2026-02-13

1) What We Built

  • A production-style Shiny text prediction app (shiny/app.R).
  • Input: a short phrase (2+ words).
    Output: predicted next word + top suggestions + confidence bar.
  • Two interchangeable model backends:
    • N-gram backend: optimized trigram Stupid Backoff model.
    • Class backend: lightweight class transition model.
  • Interactive controls:
    • suggestion count
    • backend selection
    • common-word penalty tuning for n-gram predictions.
# From project root:
# shiny::runApp("shiny")

2) How the Prediction Model Works

  • Text is cleaned and tokenized consistently with training.
  • Next-word candidates come from:
    1. trigram context (strongest signal),
    2. bigram backoff,
    3. unigram fallback.
  • Scores are combined with backoff penalties.
  • To reduce generic outputs, we apply a common-word reranking penalty:
    • stronger on backoff candidates,
    • capped to avoid over-boosting rare words.
Step Purpose
Input phrase User context
Clean + tokenize Standardized context tokens
Trigram lookup High-context predictions
Bigram backoff Fallback if trigram sparse
Unigram fallback Final coverage safety net
Rerank + return top N Reduce common-word bias

3) Quantitative Performance Summary

Metric Value
Predictions evaluated 2,737
Top-1 accuracy 17.06%
Top-3 accuracy 27.91%
Avg ms per prediction 41.176

4) How the Product Works (User View)

  • Step 1: Type a phrase (recommended <= 12 words).
  • Step 2: Choose backend (ngram or class).
  • Step 3: Click Predict Next Word.
  • Step 4: Inspect:
    • top prediction
    • confidence bar
    • ranked suggestions.
  • Optional: tune common-word penalty knobs for n-gram backend.
Example benchmark tradeoff chart (from evaluate_model.R output).

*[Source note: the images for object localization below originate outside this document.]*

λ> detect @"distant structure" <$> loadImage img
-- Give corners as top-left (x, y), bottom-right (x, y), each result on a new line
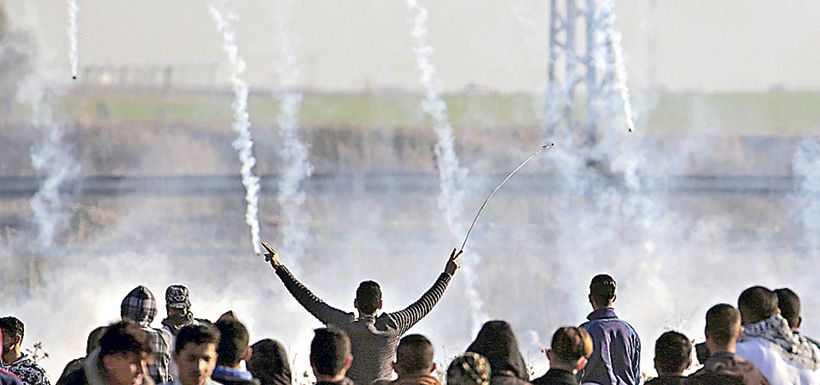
top-left (545, 0), bottom-right (629, 146)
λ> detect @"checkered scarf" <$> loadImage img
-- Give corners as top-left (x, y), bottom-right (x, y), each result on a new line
top-left (742, 314), bottom-right (820, 370)
top-left (121, 285), bottom-right (158, 325)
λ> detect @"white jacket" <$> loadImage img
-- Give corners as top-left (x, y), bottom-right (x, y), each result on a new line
top-left (737, 334), bottom-right (820, 385)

Example benchmark tradeoff chart (from evaluate_model.R output).

5) Why This Product Is Awesome

  • Fast and practical: trigram-only model improves speed and memory footprint.
  • Robust UX: confidence display, validation, and guided tuning controls.
  • Flexible architecture: plug-and-play n-gram and class backends.
  • Data-driven optimization: evaluation pipeline quantifies speed/accuracy tradeoffs.
  • Deployment-ready: self-contained Shiny app with reproducible training scripts.
## App entry point: shiny/app.R
## Training entry point: R/train_model.R